Society often paints quite a humorous yet incorrect picture of introverts and extroverts. Introverts are stereotyped as shy, antisocial and perhaps even socially awkward. Extroverts are commonly thought of as extremely talkative, confident and bouncing off the walls with energy at social events. With these misconceptions in place, it is understandable why many believe extroverts would make better business leaders. However a recent inspirational Ted Talk by Susan Cain author of The Power of Quiet discusses the power of introversion. According to her research one-third to one-half of the population are introverts – and they make great leaders. 

What is an Introvert, Extrovert or Ambivert?
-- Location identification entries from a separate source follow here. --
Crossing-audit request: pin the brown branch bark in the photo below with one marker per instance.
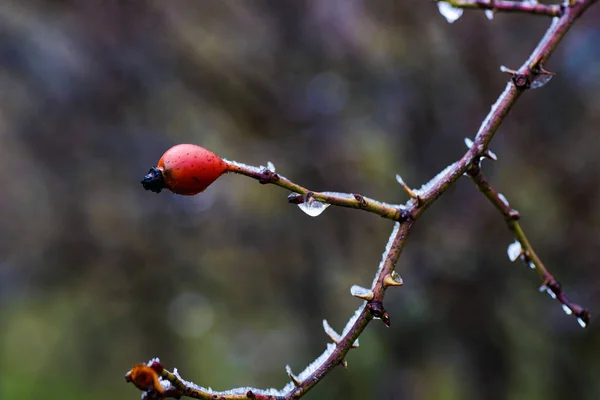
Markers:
(524, 250)
(405, 216)
(553, 10)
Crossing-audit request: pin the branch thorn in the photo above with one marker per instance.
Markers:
(361, 292)
(393, 279)
(294, 379)
(378, 312)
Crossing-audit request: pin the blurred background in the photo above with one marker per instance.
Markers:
(229, 286)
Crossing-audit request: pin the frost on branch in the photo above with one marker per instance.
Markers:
(514, 250)
(449, 12)
(388, 246)
(361, 292)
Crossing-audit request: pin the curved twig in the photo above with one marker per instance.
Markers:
(405, 216)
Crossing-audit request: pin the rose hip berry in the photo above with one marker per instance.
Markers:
(185, 169)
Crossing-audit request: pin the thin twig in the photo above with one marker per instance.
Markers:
(554, 10)
(406, 216)
(524, 249)
(265, 176)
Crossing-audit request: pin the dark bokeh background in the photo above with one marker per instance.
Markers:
(231, 285)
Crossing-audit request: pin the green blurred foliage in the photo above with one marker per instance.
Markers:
(231, 285)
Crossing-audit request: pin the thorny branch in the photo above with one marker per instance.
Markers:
(531, 7)
(523, 249)
(159, 383)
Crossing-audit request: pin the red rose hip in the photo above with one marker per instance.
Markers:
(185, 169)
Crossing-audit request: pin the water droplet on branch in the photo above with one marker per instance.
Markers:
(541, 80)
(449, 12)
(514, 250)
(313, 207)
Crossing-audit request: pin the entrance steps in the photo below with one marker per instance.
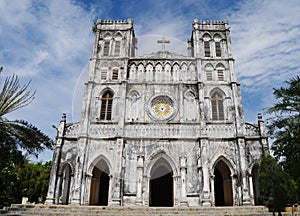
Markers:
(68, 210)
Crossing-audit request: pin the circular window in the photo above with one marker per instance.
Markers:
(162, 107)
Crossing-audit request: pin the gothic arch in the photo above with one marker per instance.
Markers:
(107, 36)
(155, 156)
(63, 165)
(208, 67)
(227, 161)
(66, 174)
(96, 161)
(99, 182)
(161, 183)
(218, 91)
(118, 35)
(222, 185)
(105, 90)
(217, 37)
(206, 36)
(220, 66)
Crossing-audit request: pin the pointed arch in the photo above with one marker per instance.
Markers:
(206, 44)
(208, 68)
(220, 71)
(161, 182)
(106, 105)
(66, 173)
(223, 193)
(100, 183)
(217, 104)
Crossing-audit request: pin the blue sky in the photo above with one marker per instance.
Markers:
(50, 42)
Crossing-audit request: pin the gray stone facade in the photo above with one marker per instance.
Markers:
(161, 129)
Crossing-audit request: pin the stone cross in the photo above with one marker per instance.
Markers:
(163, 42)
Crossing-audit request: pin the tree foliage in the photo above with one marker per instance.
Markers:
(276, 187)
(16, 134)
(17, 177)
(284, 128)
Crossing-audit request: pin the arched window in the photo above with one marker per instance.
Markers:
(218, 48)
(217, 106)
(106, 48)
(115, 74)
(117, 48)
(206, 49)
(106, 106)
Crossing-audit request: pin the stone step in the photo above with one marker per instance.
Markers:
(45, 210)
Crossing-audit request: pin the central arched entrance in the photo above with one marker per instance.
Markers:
(222, 185)
(161, 184)
(100, 184)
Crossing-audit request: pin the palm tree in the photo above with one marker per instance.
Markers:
(19, 134)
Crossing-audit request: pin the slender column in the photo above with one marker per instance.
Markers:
(183, 201)
(213, 199)
(88, 189)
(206, 200)
(175, 182)
(251, 189)
(56, 162)
(58, 191)
(234, 192)
(140, 167)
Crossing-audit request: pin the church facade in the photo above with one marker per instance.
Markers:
(161, 129)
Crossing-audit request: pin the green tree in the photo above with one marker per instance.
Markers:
(276, 187)
(16, 136)
(284, 128)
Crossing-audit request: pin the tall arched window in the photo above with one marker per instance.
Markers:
(217, 106)
(106, 48)
(106, 106)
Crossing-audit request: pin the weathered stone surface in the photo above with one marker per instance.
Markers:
(159, 115)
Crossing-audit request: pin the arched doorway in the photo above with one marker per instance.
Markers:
(161, 184)
(254, 173)
(100, 184)
(222, 185)
(65, 185)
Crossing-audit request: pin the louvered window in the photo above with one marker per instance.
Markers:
(220, 75)
(218, 49)
(217, 107)
(117, 48)
(103, 75)
(106, 106)
(209, 75)
(106, 48)
(115, 75)
(206, 49)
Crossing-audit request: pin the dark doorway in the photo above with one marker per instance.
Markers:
(223, 185)
(65, 185)
(255, 183)
(103, 189)
(100, 185)
(219, 190)
(161, 187)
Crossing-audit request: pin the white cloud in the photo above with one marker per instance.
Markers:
(51, 42)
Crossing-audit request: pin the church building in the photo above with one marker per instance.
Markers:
(161, 129)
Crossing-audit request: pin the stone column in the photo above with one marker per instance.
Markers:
(56, 161)
(251, 189)
(212, 182)
(88, 189)
(245, 191)
(206, 197)
(234, 192)
(175, 182)
(58, 192)
(183, 201)
(140, 168)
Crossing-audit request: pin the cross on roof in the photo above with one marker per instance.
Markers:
(163, 42)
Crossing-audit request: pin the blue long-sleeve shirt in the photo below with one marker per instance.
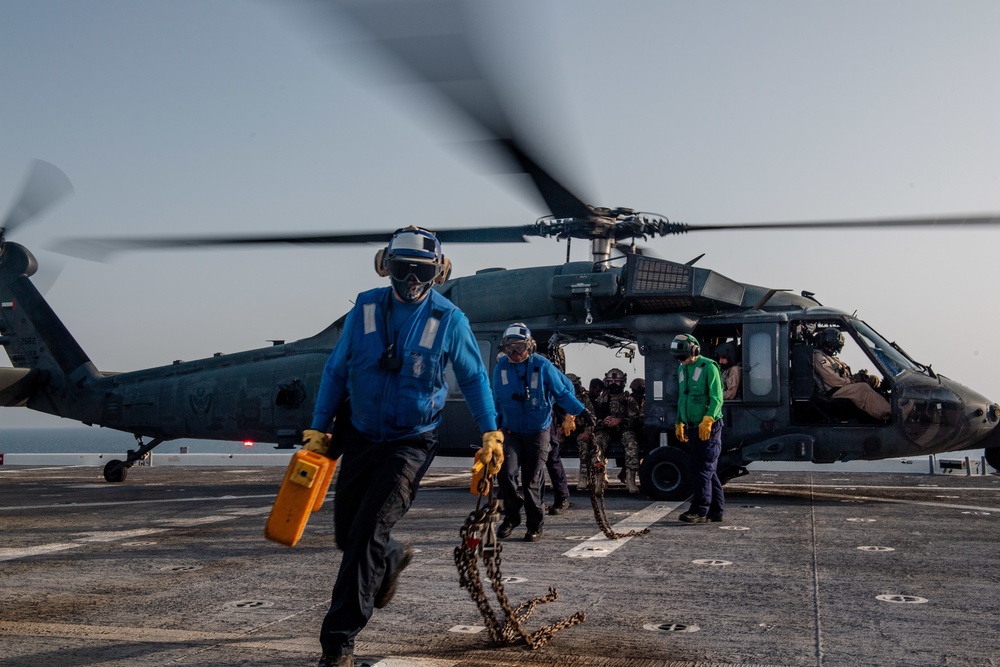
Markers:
(391, 404)
(524, 393)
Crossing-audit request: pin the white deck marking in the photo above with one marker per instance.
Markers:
(24, 552)
(599, 546)
(113, 535)
(119, 503)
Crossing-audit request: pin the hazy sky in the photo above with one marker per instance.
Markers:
(205, 116)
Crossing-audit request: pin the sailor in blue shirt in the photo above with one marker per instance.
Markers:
(525, 386)
(390, 361)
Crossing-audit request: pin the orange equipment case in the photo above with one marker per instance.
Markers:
(302, 492)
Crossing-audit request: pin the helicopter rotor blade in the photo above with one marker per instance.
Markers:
(103, 249)
(986, 219)
(46, 184)
(431, 45)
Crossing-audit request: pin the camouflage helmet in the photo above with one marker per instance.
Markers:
(831, 340)
(615, 375)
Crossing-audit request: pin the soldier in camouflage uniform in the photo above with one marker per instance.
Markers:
(617, 413)
(583, 436)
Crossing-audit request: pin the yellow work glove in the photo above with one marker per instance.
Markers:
(679, 432)
(705, 428)
(492, 454)
(568, 425)
(315, 441)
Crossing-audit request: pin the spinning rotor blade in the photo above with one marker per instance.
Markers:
(930, 221)
(46, 184)
(102, 249)
(430, 43)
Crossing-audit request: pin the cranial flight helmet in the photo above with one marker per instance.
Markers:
(413, 261)
(614, 380)
(831, 340)
(518, 334)
(685, 346)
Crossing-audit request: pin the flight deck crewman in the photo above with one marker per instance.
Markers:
(525, 387)
(699, 422)
(390, 360)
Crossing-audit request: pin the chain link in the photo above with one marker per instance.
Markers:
(479, 542)
(596, 472)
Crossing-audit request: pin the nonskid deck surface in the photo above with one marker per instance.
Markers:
(169, 568)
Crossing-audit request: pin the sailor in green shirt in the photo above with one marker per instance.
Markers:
(699, 423)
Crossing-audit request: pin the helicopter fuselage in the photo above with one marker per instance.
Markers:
(266, 395)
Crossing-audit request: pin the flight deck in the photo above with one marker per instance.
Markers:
(825, 569)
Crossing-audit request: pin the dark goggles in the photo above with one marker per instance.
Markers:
(421, 272)
(515, 348)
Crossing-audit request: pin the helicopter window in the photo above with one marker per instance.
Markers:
(760, 379)
(887, 356)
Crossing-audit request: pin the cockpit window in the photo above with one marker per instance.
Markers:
(888, 356)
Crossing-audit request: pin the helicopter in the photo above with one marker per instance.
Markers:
(631, 301)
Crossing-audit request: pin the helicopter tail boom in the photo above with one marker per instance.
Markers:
(46, 359)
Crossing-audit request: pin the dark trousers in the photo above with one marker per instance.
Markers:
(703, 460)
(557, 473)
(378, 481)
(528, 453)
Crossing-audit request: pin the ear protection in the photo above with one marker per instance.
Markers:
(382, 261)
(445, 271)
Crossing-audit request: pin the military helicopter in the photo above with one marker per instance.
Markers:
(635, 302)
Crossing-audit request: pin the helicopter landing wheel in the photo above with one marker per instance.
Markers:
(664, 474)
(115, 471)
(993, 457)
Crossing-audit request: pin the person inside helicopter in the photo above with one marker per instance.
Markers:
(834, 378)
(728, 356)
Stereotypes of introversion or extroversion incorrectly tend to suggest they relate to how shy or talkative you are. The terms actually relate to how you recharge your energy and your reaction to environmental stimulation such as people, noise, lighting etc. Introverts recharge by spending time alone and get drained by being in stimulating environments. Extroverts recharge in stimulating environments and get drained when they are alone. 

But what if you like stimulating environments and being alone? Well, you are not alone. In fact Carl Jung the psychologist who coined the terms is quoted to have said: “There is no such thing as a pure introvert or extrovert. Such a person would be in the lunatic asylum.” Like most life theories, introversion and extroversion aren’t black and white. They run on a sliding scale. You can even be an equal mix of both – a term called an ambivert, a personality type that many identify with.  

How do I Know Whether I am an Introvert, Extrovert or Ambivert?

There are a lot of quick tests you can complete to find out what personality type you are, but it’s quite simple really. If you need time to recharge after being in a stimulating environment, you are likely an introvert. If you don’t need time to recharge after being in a stimulating environment, you are likely an extrovert. If you like an even mix of both, you are an ambivert. If you don’t agree with any of these statements, you are likely somewhere on the sliding scale in between introversion and extroversion. 

Why do we Process Stimuli Differently?

Interestingly extroversion and introversion are related to differences in how the brain processes stimuli

If you veer towards extroversion, you are more likely to process stimuli in the same area visual and auditory sensory processing take place. However if you are an introvert, you are likely to process stimuli through a long, complicated pathway in areas of the brain associated with remembering, planning, and solving problems.

The Advantages of Being an Introverted or Extroverted Leader



Wherever you lie on the introversion/extroversion scale, finding your personality type can help you know what fuels or drains you allowing you to be an authentic and powerful leader.